BORE is just patched CFS. None of the schedulers I know address this task assignment problems. They are mostly focused on efficiency of task prioritization but none of them actually take into account CPU cores.

Thanks for your insight. I don't know much about these internals, hence I am shocked to get to know that such information is not already accounted for in today's schedulers as boost frequency behavior has a huge impact on performance. Also the scheduler needs to know about power management and core/cache layout, too. I guess that means that there are some performance gains still to be had in the future.
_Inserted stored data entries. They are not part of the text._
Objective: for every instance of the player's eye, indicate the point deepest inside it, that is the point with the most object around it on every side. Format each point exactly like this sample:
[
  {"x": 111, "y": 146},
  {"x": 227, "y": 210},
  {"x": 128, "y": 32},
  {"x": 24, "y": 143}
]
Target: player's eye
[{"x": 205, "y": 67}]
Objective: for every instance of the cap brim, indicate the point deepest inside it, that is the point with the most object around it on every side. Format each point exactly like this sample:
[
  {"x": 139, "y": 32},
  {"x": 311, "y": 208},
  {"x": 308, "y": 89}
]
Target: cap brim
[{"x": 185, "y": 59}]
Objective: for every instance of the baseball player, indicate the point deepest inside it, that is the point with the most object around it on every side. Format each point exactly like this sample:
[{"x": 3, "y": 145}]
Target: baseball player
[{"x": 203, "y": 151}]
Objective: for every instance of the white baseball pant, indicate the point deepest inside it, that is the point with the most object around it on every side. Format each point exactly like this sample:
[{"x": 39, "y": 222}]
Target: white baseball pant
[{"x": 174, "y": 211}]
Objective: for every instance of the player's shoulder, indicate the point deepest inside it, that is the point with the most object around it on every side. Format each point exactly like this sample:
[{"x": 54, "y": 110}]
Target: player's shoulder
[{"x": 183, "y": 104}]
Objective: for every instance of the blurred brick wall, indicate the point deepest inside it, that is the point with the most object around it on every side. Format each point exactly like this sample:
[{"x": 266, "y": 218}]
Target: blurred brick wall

There's a reason for that: You want to typically try and maximize thread uptime. Remember that there are literally hundreds if not thousands of threads fighting for CPU time; your thread of interest is going to get bumped at some point. You then have two options: Either wait for whoever bumped it to finish and reschedule on the same core, or bump someone else and reschedule on another core ASAP. That's why you see instances of high workload threads jumping between cores: The OS is trying to maximize their uptime, even if the core allocation is considered suboptimal.

[Granted, in a situation where you only have a handful of high workload threads, it would be "more" ideal if those were locked to their cores and the rest of the threads fought over the remaining ones. This does incur a latency hit though, and breaks down as the number of "high workload" threads increases.]

Like all nice things, this probably comes with some obscure security vulnerability.

I ran the test on an almost completely idle system (xorg + graphical terminal). Thread uptime doesn't hold true in this case. CFS moves tasks across cores nilly-willy.

I love this. I feel like the pursuit of pure performance sort of ignores practical realities in many real-world use cases. It's good to see some out-of-the-box thinking on such things.

Another scheduling thing I think might be handy is one that tries to keep threads on the core they were started on for longer to maximize cache benefits (and to start all processes on E cores), and a third would be for virtual guests that tries to keep a given process on a core, but also tries to spread out to use as many cores as possible simultaneously to take advantage of gang scheduling realities.

From what I heard, one of the benefits to this is to spread out the heat per-core. It may not make a big difference, but enough where a CPU can retain boost clocks for longer. So long as you have a shared L3 cache, the extended boost clocks probably make up for the L1 and L2 emptying.
Speaking of L1 - that's pretty much always going to be constantly cycled even if a thread were totally locked to a single core. It's too small to retain enough data, and it's meant to be small so it can be a lot faster.
Also as pointed out already, Windows has been doing the same thing for a long while.

As far as I've understood, this isn't about always choosing the fastest, but choosing cores that have been used recently. E.g. a core that is already running at 1.5GHz may be a better choice over a core that is currently power gated completely. Also, if you happen to land on the same core the task ran on recently, the data may still be cached there.

Patches are here: https://gitlab.inria.fr/nest-public/...image_creation

Lets see if this works on something newer than kernel 5.9

Try running the same example on Windows and you will see a massive difference, on Linux the 7z task will be for the most part switched between two cores on a 60/40 split (aka CFS tries to keep it a bit longer on the original core but then decides to switch it to another core but quickly back again) while if you run this on Windows it will be constantly switched between all cores, aka of you have 4 cores then each core will flatline at 25%. So while the CFS behaviour isn't optimal it's far from as bad as the Windows one in this regard.